William and his companions had been luckier with telephone lines laid further forwards towards various battalion headquarters in their sector. They had stayed mostly intact, for ‘it was found that even a shallow trench gave very considerable protection to lines laid therein, as compared to lines which had to cross the open’. As far as the most forward cabling was concerned, it was useless, for every time it was laid it was simply cut to pieces again almost immediately. The signals men simply gave up, ‘as communication by runner was quicker and satisfactory’. Visual signalling was also pointless.
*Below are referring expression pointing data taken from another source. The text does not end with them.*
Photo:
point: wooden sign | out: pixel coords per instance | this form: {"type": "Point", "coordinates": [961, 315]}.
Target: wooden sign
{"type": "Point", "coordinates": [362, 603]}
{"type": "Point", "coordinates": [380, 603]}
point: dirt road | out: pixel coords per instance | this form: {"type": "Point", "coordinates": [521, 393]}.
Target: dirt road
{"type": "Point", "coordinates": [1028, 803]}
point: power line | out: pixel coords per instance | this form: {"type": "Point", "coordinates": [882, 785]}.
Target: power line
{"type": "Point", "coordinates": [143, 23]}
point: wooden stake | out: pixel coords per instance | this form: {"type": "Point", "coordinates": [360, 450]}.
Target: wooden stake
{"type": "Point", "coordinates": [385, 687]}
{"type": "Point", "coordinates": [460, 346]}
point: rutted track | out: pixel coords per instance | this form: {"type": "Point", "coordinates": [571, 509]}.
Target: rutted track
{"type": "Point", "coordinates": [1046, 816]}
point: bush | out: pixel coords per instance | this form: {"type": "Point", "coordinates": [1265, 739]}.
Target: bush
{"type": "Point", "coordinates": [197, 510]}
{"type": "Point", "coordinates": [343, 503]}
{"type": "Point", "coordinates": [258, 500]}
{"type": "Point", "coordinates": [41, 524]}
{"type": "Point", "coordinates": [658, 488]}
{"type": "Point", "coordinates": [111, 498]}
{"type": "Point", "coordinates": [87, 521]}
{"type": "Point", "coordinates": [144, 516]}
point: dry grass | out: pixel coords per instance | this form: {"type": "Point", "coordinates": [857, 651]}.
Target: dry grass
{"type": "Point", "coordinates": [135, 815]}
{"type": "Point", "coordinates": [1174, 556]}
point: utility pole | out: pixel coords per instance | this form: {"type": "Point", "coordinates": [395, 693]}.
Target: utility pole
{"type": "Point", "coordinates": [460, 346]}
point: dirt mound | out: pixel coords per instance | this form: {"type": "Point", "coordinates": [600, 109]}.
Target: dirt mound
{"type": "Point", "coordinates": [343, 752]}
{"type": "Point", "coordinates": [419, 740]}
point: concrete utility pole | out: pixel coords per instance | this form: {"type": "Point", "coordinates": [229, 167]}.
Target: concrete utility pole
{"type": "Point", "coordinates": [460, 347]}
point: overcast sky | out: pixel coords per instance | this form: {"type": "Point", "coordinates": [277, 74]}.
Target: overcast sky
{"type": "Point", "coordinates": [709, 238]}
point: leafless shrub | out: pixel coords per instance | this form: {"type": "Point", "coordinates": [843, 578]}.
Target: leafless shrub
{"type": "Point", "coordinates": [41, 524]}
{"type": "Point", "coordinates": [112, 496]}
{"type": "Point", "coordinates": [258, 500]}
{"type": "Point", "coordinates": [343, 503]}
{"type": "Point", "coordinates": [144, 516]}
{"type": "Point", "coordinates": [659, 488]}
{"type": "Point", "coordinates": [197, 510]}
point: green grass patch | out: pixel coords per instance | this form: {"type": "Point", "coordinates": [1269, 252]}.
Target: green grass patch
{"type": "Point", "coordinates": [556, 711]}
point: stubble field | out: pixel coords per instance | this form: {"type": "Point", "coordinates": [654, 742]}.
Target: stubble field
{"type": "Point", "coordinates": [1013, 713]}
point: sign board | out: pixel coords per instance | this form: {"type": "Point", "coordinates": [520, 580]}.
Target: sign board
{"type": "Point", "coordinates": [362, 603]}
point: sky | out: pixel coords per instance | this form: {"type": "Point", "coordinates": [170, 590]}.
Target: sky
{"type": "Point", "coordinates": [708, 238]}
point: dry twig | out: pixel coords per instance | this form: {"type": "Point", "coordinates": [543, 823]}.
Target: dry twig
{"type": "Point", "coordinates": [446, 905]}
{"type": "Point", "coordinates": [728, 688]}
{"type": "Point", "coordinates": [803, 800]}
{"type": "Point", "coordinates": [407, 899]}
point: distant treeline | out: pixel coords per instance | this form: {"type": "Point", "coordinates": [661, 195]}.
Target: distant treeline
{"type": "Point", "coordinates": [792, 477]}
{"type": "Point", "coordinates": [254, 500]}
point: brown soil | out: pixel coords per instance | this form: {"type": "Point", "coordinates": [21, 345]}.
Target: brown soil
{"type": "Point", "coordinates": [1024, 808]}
Their lamps were cumbersome and kept getting smashed, and for all the effort they entailed, near Ginchy the dust and smoke from constant explosions meant that nobody could see any successful transmissions.

William was under no illusions about the peril that his job entailed. He had handed his paybook and some money in before heading up to the front on the 8th, with the words, ‘take care of these until I come back, you never know your luck in these parts’. Artillery fire on both sides was constant during the day, along with enemy snipers seeking to pick off men one at a time. During the course of the day William was killed, his body retrieved and brought back for burial as final preparations were concluded for the upcoming attack. He was just 20. His mother Alice chased the War Office in desperation to know where her boy was buried, ‘since his and our sacrifice is so great, and we hope in future to be permitted to visit the spot which to us is so dear’. Her ‘Dear Boy’ William was laid to rest at Dantzig Alley British Cemetery, plot I.E.4.